We list some important examples of rings:
(1) fields,
(2) $\mathbb{Z}$, the ring of integers,
(3) $R[X]$, the polynomial ring in a variable $X$ over a commutative ring $R$,
(4) 0 , the zero ring, which consists of just one element $1=0$; it is the only ring with the latter property.

An element $a$ of a ring $R$ is called invertible or a unit if there exists some element $b \in R$ such that $a b=1=b a$. It follows that the set
$$R^{*}={a \in R ; a \text { is a unit in } R}$$
is a group with respect to the multiplication given on $R$.
An element $a$ of a ring $R$ is called a zero divisor if there exists an element $b \in R-{0}$ such that $a b=0$ or $b a=0$. Furthermore, a commutative ring $R \neq 0$ is called an integral domain if it does not contain (non-trivial) zero divisors, i.e. if $a b=0$ with $a, b \in R$ implies $a=0$ or $b=0$. For example, any field is an integral domain, as well as any subring of a field, such as the ring of integers $\mathbb{Z} \subset \mathbb{Q}$. Also one knows that the polynomial ring $R[X]$ over an integral domain $R$ is an integral domain again. However, by definition, the zero ring 0 is not an integral domain.

For a field $K$, its group of units is $K^{}=K-{0}$. Furthermore, we have $\mathbb{Z}^{}={1,-1}$ and $(R[X])^{}=R^{}$ for an integral domain $R$.

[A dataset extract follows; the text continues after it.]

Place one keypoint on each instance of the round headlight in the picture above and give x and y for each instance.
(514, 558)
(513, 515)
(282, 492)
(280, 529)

## 数学代写|交换代数代写commutative algebra代考|Commutative Algebra

(i) Therc cxist intcgers一个,b⊂从令人满意的p=一个2+b2.
(二)p≡1反对4.

p=(X+一世是)(X−一世是)

d:从[一世]−0⟶ñ,和⟼d(和):=|和2|

Gauß 的结果可以很容易地通过依赖于每个复数的事实来检查C∈C可以用一个复数来近似和∈从[一世]令人满意的|C−和|≤122; 有关更详细的论证，请参见 [3]，第 2.4 节。要导出 Wilson 的结果，请查看有限域Fp=从/p从，其元素表示为0,1,…,p−1为简单起见。每一个元素一个∈Fp满足一个p=一个, 可以很容易地通过使用简化的二项式公式进行归纳来验证(一个+1)p=一个p+1p=一个p+1. 因此元素Fp正是多项式的零点Xp−X∈Fp[X]，所有这些零点都很简单。特别是，我们有

Xp−1−1=(X−1)(X−2)…(X−(p−1))

1⋅2⋅…⋅(p−1)=(−1)p−1⋅(−1)⋅(−2)⋅…⋅(−(p−1)) =(−1)p−1⋅(−1)=−1

## 数学代写|交换代数代写commutative algebra代考|Background and Overview

(一个1,一个2)+(b1,b2)=(一个1+b1,一个2+b2), (一个1,一个2)⋅(b1,b2)=(一个1⋅b1,一个2⋅b2)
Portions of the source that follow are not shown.